An EAF uses high-powered electrical arcs, generated between graphite electrodes, to melt recycled scrap steel into liquid form. The molten steel is then refined to the required composition and cast into structural products such as rebar and wire rod. Because the process uses electricity rather than coal as its primary energy input, it can achieve dramatically lower carbon emissions when powered by renewable sources.
Where is the Collie steel mill located?
The mill is planned for Collie, a regional centre in Western Australia's South West region, approximately 220 kilometres south-east of Perth. The town has historically served as WA's primary coal-producing community and is now undergoing a managed energy and economic transition. The Green Steel of WA website provides further detail on the project's location and community engagement activities.

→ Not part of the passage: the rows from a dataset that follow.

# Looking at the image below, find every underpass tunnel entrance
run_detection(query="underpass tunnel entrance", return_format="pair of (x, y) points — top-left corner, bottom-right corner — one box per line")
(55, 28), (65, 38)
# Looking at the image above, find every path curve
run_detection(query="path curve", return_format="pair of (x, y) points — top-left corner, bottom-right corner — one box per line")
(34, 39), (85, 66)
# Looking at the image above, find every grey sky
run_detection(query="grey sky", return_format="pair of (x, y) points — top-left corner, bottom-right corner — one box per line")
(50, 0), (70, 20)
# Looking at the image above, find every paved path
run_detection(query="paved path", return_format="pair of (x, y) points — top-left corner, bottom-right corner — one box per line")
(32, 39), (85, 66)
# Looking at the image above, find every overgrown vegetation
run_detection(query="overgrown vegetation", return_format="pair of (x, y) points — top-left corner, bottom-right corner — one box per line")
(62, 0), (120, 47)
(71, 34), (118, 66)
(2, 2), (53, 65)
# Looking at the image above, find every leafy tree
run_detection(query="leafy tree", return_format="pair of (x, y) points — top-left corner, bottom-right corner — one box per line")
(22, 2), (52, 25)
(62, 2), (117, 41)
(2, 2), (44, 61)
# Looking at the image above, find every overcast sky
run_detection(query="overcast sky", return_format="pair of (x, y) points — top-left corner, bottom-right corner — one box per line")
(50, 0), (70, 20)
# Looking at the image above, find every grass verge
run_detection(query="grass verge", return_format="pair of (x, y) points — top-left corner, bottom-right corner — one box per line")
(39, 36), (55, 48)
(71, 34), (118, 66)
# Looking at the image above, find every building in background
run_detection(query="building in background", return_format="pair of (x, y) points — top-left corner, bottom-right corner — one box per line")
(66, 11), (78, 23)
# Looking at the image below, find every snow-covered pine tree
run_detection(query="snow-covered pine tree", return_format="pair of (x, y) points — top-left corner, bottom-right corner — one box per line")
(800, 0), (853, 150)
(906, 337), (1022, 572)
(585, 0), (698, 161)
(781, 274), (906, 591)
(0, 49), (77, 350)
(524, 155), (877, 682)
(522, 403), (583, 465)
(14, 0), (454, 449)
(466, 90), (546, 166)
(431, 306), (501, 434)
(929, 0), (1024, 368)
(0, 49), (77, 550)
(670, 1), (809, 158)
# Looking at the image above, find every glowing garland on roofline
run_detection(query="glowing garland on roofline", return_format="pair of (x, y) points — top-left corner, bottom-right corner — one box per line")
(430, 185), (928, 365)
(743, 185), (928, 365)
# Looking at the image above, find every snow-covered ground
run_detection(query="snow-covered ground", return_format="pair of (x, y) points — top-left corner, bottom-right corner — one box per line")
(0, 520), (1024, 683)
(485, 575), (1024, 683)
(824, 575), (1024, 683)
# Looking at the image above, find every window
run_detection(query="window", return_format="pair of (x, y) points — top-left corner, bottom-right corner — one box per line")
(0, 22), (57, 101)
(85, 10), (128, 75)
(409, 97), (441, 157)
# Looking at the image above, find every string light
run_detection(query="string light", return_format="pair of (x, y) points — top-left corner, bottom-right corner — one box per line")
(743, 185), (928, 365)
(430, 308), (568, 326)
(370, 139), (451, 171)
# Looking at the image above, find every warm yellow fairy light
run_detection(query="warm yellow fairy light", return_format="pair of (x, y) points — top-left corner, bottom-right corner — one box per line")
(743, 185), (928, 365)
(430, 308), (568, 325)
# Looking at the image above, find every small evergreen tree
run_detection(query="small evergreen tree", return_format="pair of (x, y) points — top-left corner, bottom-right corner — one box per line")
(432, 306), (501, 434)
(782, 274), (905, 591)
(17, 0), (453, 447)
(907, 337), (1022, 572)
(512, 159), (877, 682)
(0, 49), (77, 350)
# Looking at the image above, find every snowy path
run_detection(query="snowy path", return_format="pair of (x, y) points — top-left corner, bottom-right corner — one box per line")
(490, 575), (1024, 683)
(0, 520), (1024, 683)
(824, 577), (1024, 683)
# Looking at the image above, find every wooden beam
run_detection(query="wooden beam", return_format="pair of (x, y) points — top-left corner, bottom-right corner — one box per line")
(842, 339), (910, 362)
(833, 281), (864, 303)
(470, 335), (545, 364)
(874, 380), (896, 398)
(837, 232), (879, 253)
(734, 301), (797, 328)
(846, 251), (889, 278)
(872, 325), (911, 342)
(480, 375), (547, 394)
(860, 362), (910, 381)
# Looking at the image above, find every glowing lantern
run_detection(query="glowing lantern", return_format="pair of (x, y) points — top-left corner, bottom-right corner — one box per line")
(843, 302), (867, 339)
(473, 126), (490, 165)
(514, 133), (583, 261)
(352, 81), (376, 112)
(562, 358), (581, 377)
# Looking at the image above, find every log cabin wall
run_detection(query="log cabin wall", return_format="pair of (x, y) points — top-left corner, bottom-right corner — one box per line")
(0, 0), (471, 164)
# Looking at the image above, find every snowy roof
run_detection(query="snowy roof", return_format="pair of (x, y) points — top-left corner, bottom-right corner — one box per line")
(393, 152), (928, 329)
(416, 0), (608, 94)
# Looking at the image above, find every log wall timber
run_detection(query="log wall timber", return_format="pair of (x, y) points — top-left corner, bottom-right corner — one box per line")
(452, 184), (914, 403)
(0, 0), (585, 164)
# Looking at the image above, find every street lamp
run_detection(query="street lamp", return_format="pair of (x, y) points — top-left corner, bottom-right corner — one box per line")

Is this Australia's first green steel mill?
The Western Australia EAF steel mill is described as both Western Australia's first steel mill and Australia's first purpose-built green steel mill, and notably the first new steel mill of any kind to be constructed in Australia in more than 30 years.
What products will the mill produce and who will buy them?
The mill's primary outputs will be rebar and wire rod, structural steel products used extensively in concrete construction and civil infrastructure. Australia currently imports significant volumes of rebar from Asian producers, creating a domestic import substitution opportunity. The WA government's November 2025 expression of interest for offtake-ready low-emission steel products signals potential public sector procurement as an anchor demand source.
What is the significance of the Hazer graphite supply agreement?
Graphite electrodes are a continuous operational consumable in EAF steelmaking. Securing a domestic, long-term supply of up to 85,000 tonnes over 10 years from Hazer Group reduces the mill's exposure to imported electrode markets and creates an integrated Australian clean-industry supply chain connecting green hydrogen byproducts to green steel manufacturing.
Disclaimer: This article contains forward-looking statements, project timelines, and financial estimates that are subject to change. The information is based on publicly available sources and is provided for informational purposes only. It does not constitute financial or investment advice. Readers should conduct independent research and seek professional advice before making investment decisions. Project timelines, costs, and outcomes are not guaranteed and may differ materially from current estimates.